From 5f92fbddf2a76cfd2f7ce63b2716a837f21d3dc5 Mon Sep 17 00:00:00 2001
From: Ian Barwick <ian@2ndquadrant.com>
Date: Wed, 13 Mar 2019 16:55:32 +0900
Subject: [PATCH] doc: various updates

---
 doc/configuring-witness-server.sgml |  8 +--
 doc/repmgrd-automatic-failover.sgml | 20 +++---
 doc/repmgrd-demonstration.sgml      | 96 -----------------------------
 doc/repmgrd-overview.sgml           |  7 +++
 4 files changed, 24 insertions(+), 107 deletions(-)
 delete mode 100644 doc/repmgrd-demonstration.sgml
diff --git a/doc/configuring-witness-server.sgml b/doc/configuring-witness-server.sgml
index 6f798acf..54b0aee9 100644
--- a/doc/configuring-witness-server.sgml
+++ b/doc/configuring-witness-server.sgml
@@ -1,7 +1,6 @@
 <chapter id="using-witness-server">
  <indexterm>
   <primary>witness server</primary>
-  <seealso>Using a witness server with repmgrd</seealso>
  </indexterm>
 
 
@@ -9,8 +8,9 @@
  <para>
    A <xref linkend="witness-server"> is a normal PostgreSQL instance which
    is not part of the streaming replication cluster; its purpose is, if a
-   failover situation occurs, to provide proof that the primary server
-   itself is unavailable.
+   failover situation occurs, to provide proof that it is the primary server
+   itself which is unavailable, rather than e.g. a network split between
+   different physical locations.
  </para>
 
  <para>
@@ -53,7 +53,7 @@
    in the same physical location as the cluster's primary server.
  </para>
  <para>
-   This instance should *not* be on the same physical host as the primary server,
+   This instance should <emphasis>not</emphasis> be on the same physical host as the primary server,
    as otherwise if the primary server fails due to hardware issues, the witness
    server will be lost too.
  </para>
diff --git a/doc/repmgrd-automatic-failover.sgml b/doc/repmgrd-automatic-failover.sgml
index d89b6de5..8d893b06 100644
--- a/doc/repmgrd-automatic-failover.sgml
+++ b/doc/repmgrd-automatic-failover.sgml
@@ -27,13 +27,13 @@
  <title>Using a witness server with repmgrd</title>
  <para>
    In a situation caused e.g. by a network interruption between two
-   data centres, it's important to avoid a "split-brain" situation where
+   data centres, it's important to avoid a &quot;split-brain&quot; situation where
    both sides of the network assume they are the active segment and the
    side without an active primary unilaterally promotes one of its standbys.
  </para>
  <para>
    To prevent this situation happening, it's essential to ensure that one
-   network segment has a "voting majority", so other segments will know
+   network segment has a &quot;voting majority&quot;, so other segments will know
    they're in the minority and not attempt to promote a new primary.

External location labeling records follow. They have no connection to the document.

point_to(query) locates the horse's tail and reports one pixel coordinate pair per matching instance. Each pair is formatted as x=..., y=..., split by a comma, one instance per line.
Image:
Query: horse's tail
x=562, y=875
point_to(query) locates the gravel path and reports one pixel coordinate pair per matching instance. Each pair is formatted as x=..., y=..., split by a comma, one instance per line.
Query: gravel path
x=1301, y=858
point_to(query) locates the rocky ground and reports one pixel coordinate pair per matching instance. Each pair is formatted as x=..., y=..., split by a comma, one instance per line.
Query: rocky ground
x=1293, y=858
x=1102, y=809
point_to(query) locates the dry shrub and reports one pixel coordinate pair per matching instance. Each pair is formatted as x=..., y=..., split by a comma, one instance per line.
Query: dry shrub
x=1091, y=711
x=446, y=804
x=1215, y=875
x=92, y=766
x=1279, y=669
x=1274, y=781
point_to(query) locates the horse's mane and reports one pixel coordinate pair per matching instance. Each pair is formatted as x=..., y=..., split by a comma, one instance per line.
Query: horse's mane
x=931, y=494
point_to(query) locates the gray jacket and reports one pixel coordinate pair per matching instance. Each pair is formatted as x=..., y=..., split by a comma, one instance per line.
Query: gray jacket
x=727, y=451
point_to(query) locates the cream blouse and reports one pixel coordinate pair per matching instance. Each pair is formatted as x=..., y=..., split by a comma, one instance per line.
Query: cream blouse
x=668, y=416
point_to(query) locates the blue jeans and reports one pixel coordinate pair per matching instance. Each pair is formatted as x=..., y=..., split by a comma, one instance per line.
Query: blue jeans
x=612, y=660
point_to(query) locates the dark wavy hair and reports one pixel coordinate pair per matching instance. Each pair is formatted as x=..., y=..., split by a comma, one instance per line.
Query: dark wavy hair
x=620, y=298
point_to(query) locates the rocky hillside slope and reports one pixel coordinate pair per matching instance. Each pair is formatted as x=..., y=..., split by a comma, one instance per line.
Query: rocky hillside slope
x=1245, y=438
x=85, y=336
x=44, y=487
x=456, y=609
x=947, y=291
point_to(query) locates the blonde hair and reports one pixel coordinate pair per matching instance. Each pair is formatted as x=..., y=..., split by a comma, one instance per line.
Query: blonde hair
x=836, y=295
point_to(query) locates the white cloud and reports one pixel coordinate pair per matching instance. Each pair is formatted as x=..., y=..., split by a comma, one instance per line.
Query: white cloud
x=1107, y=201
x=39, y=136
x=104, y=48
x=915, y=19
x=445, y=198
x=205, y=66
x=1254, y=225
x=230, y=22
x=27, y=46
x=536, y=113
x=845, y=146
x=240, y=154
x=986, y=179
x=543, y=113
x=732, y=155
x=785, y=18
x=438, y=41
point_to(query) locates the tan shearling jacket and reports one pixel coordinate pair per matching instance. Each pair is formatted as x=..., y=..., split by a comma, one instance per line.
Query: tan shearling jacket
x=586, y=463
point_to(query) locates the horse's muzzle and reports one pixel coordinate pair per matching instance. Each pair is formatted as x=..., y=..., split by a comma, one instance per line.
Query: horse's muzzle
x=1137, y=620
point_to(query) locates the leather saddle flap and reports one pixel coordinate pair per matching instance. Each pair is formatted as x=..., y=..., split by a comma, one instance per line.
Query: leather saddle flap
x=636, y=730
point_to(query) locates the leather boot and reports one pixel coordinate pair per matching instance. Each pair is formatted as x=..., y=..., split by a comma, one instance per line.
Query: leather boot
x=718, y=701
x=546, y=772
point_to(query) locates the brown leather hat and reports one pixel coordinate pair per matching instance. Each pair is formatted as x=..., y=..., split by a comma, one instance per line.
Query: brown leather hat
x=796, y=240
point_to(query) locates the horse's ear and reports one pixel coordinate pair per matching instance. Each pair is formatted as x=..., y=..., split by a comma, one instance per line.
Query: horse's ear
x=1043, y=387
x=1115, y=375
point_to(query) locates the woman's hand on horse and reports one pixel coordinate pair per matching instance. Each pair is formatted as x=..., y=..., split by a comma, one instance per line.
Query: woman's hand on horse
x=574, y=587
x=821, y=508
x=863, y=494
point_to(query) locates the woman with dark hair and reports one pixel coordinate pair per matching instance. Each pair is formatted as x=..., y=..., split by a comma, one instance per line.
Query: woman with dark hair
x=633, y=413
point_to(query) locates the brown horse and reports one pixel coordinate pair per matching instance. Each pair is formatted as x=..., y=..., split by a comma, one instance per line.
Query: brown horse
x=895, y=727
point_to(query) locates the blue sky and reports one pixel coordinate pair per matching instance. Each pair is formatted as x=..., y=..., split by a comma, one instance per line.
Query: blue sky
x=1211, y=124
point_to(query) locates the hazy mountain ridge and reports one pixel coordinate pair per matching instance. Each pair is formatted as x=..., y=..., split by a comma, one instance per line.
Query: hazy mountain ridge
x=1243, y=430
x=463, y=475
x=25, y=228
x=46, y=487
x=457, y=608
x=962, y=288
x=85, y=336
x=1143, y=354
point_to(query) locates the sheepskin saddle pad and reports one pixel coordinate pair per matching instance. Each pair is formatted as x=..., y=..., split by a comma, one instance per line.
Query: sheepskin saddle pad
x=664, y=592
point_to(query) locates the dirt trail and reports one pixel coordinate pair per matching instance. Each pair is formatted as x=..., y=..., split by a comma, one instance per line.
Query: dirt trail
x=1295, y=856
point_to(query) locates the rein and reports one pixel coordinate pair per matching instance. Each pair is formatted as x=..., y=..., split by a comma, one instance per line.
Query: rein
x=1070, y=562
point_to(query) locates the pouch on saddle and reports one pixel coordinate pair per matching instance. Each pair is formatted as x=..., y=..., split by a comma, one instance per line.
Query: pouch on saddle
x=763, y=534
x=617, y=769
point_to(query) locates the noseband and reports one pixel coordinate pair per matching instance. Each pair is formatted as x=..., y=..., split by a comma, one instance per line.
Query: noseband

Where
    an odd number of servers exists, this is not an issue. However, if each
    network has an even number of nodes, it's necessary to provide some way
@@ -41,13 +41,19 @@
  </para>
  <para>
    This is not a fully-fledged standby node and is not integrated into
-   replication, but it effectively represents the "casting vote" when
+   replication, but it effectively represents the &quot;casting vote&quot; when
    deciding which network segment has a majority. A witness server can
-   be set up using <xref linkend="repmgr-witness-register">. Note that it only
-   makes sense to create a witness server in conjunction with running
-   <application>repmgrd</application>; the witness server will require its own
-   <application>repmgrd</application> instance.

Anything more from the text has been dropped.